Rebecca Kelly was only 13 years of age when she and a friend jumped on the outside of Luas tram gripping on to the edge of the doors as it departed the Fatima station on the Red Line eight years ago.
The young girl fell back on to the tracks striking her head and had to be rescued by her friend. The friend along with the help of others pulled Rebecca out of the way of an oncoming Luas tram en route to the city centre.
Rebecca's Counsel, Bruce Antoniotti SC today (Fri) told the High Court the young woman who became a mother just two weeks ago accepted the accident was her fault and she acknowledged she should not have been tram surfing and she knew at the time it was a dangerous activity. Counsel said Rebecca did not want to blame the driver .
Rebecca Kelly (20) of Pearse House, Pearse Street, Dublin had through her mother Elizabeth Kelly sued the Luas operators Veolia Transport Dublin Light Rail Ltd and Veolia Transport Ireland Ltd of St John Rogerson's Quay, Dublin as a result of the accident on September 3, 2010.
She claimed there was an alleged failure to have any or any adequate visual systems employed and activated on the tram and that the driver was unable in the circumstances to see the non-platform side of the tram before leaving the station. It was claimed the tram pulled off from the station without first observing the non-platform side of the tram.
All the claims were denied and Veolia contended there was contributory negligence on the part of the young girl as she had she had allegedly exposed herself to the risk of injury by tram surfing with a total disregard for her own safety.
Mr Antoniotti SC told the court it was a tragic case. He said Rebecca was with a group of friends at the Fatima Luas stop on the Red Line on the inbound platform at 9.15pm.
He said at that time young people engaged in "tram surfing". Mr Justice Cross commented it was what boys used to do in the past by hanging on to the back of lorries.
Counsel said tram surfing was where young people jumped on to the side door where here was a small ledge and they put their fingers between the door and the body of the tram and "held on for dear life."
There were, he said, 54 incidents of tram surfing recorded on the Luas trams between 2005 and 2010, but the placing of metal strips to prevent gripping between the door and the body of the train had helped deter the practice.
Rebecca, he said, jumped on to the side of the Tallaght bound tram but fell off very quickly and hit her head.
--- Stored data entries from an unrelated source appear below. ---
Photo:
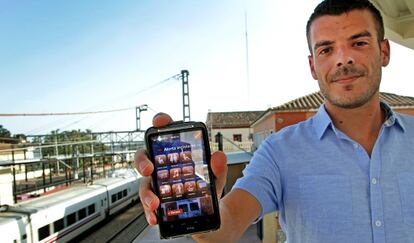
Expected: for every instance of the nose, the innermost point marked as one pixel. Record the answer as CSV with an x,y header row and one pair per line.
x,y
344,57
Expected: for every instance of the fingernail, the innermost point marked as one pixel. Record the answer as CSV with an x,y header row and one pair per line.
x,y
148,218
148,201
143,166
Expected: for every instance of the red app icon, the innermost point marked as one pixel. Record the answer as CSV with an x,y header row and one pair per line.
x,y
190,186
161,159
165,190
185,156
173,158
188,171
178,189
163,174
202,185
175,173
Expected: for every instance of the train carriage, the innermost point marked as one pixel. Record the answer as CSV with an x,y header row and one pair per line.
x,y
66,214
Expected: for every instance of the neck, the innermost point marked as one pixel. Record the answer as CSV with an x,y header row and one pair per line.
x,y
362,124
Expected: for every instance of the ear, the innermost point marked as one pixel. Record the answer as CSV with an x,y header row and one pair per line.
x,y
312,67
385,52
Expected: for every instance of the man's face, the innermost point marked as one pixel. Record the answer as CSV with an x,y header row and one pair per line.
x,y
347,58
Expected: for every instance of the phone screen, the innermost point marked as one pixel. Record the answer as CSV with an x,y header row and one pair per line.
x,y
182,175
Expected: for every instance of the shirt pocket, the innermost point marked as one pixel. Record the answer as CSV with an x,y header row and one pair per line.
x,y
326,203
406,184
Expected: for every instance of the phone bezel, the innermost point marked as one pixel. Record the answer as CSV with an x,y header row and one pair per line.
x,y
200,224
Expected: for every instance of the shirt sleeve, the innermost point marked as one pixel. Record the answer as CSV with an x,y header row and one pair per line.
x,y
261,178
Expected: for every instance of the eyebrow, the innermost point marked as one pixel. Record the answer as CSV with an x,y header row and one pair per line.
x,y
353,37
359,35
322,43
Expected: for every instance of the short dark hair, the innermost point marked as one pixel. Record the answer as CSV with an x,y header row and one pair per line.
x,y
338,7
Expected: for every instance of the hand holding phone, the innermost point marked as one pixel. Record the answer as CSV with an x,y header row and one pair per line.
x,y
189,186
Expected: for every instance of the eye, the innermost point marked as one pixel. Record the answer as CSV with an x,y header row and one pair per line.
x,y
360,43
325,51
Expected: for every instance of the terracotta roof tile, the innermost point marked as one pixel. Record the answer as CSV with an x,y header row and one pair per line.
x,y
232,119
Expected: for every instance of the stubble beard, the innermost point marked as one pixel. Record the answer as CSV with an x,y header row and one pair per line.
x,y
356,100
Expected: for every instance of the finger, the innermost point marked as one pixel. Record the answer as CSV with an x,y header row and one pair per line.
x,y
142,163
149,200
161,120
219,167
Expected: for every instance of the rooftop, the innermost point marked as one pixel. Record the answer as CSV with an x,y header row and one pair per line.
x,y
236,119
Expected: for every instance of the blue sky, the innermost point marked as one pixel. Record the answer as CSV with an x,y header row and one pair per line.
x,y
69,56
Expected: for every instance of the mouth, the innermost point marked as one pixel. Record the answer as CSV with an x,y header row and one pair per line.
x,y
346,79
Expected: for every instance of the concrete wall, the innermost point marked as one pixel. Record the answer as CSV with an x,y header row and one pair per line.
x,y
6,186
228,133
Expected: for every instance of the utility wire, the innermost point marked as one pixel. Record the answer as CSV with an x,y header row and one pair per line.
x,y
64,113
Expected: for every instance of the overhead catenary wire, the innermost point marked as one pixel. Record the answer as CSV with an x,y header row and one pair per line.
x,y
88,113
65,113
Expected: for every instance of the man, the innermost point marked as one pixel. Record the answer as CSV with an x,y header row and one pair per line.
x,y
344,175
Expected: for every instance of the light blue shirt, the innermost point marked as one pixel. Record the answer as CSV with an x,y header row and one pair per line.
x,y
327,188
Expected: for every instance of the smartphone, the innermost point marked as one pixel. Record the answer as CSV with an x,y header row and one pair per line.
x,y
182,179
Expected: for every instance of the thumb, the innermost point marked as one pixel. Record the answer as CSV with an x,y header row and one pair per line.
x,y
219,167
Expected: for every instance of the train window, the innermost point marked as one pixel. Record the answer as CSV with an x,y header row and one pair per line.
x,y
71,219
91,209
184,207
82,213
194,206
43,232
58,225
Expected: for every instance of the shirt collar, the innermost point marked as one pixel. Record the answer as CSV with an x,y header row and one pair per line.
x,y
391,117
322,120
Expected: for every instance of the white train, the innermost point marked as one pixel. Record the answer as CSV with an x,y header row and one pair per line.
x,y
64,215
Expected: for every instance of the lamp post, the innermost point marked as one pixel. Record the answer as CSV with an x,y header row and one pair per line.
x,y
138,110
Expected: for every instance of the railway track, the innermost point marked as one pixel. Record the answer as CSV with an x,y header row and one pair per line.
x,y
123,227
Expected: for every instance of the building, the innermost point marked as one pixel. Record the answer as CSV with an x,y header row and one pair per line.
x,y
235,128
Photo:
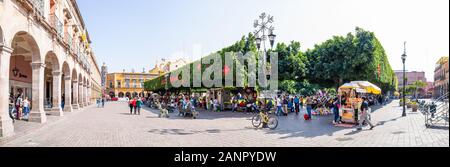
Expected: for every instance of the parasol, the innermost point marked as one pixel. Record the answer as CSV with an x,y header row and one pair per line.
x,y
369,87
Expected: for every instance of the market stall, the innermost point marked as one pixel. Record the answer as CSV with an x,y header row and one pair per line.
x,y
350,95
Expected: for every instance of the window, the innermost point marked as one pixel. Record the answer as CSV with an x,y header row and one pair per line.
x,y
134,83
127,83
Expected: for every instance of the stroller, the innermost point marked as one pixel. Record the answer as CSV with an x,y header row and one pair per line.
x,y
172,107
162,111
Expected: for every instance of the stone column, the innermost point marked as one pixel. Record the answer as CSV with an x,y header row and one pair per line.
x,y
37,113
86,95
6,125
89,95
68,94
75,104
56,108
80,95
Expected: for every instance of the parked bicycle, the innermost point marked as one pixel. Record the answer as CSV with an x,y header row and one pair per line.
x,y
265,119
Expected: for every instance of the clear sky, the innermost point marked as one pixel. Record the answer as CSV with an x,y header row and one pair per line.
x,y
136,33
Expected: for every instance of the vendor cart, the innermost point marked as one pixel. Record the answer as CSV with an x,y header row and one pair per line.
x,y
350,97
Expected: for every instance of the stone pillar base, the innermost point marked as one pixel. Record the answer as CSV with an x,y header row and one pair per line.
x,y
6,127
75,106
57,111
68,108
38,116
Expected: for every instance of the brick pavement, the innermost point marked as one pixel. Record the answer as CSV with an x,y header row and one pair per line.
x,y
114,127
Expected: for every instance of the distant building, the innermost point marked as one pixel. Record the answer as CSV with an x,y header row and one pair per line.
x,y
441,77
167,65
429,90
103,73
411,77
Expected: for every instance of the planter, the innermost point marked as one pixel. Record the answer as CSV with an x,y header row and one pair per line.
x,y
415,108
408,105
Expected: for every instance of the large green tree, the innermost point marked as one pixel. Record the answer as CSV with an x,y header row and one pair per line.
x,y
353,57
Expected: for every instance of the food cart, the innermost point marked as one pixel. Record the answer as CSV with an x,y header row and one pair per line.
x,y
350,95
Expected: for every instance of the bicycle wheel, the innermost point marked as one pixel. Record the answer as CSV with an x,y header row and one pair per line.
x,y
256,121
273,123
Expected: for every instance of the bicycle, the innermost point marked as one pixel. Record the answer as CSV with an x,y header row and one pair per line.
x,y
263,117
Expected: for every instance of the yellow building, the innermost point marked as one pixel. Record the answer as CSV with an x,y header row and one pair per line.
x,y
129,84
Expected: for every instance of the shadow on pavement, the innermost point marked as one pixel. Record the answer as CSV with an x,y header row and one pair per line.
x,y
203,115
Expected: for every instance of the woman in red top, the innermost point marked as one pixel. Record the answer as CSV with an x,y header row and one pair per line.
x,y
134,105
130,104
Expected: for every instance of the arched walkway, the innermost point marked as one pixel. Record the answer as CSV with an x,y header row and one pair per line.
x,y
52,86
66,87
27,77
121,95
75,85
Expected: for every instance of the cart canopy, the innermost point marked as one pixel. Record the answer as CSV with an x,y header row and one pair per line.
x,y
369,87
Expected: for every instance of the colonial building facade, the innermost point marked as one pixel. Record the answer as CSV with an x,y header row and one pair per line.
x,y
121,85
441,74
45,56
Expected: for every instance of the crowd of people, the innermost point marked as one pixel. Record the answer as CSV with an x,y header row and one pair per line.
x,y
320,104
19,107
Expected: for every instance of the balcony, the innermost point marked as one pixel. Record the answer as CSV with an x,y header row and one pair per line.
x,y
69,41
38,5
56,24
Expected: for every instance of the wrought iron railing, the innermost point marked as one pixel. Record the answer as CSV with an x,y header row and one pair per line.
x,y
56,24
38,5
69,41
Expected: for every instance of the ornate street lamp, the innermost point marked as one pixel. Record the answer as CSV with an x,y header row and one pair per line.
x,y
15,71
264,30
258,42
404,80
272,39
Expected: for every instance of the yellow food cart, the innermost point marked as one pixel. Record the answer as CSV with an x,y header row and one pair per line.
x,y
350,95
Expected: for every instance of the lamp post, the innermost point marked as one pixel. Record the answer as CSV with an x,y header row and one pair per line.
x,y
404,81
264,30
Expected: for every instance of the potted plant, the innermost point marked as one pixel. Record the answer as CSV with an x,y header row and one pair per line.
x,y
414,106
408,104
Counsel said she had never tram surfed before.
Counsel said there had been a problem in the UK and Ireland with young people tram surfing and and initially a grease was applied to the bodywork and cameras have been installed as well.
He said in this case the tram pulled in to the Tallaght bound platform and the driver had to watch the platform where passengers were getting on and off.
To view the other side of the tram where Rebecca jumped on would have required him to switch cameras. Counsel said the driver also had to be looking straight ahead when the tram moving off as people often try to cross in front.
He said that after this accident a metal strip was put in the space between the doors and the body of the trams.
Approving the settlement Mr Justice Cross said it was not necessary for the court to tell Rebecca Kelly she did a silly thing as she knew that.
However, he commended her for her honesty.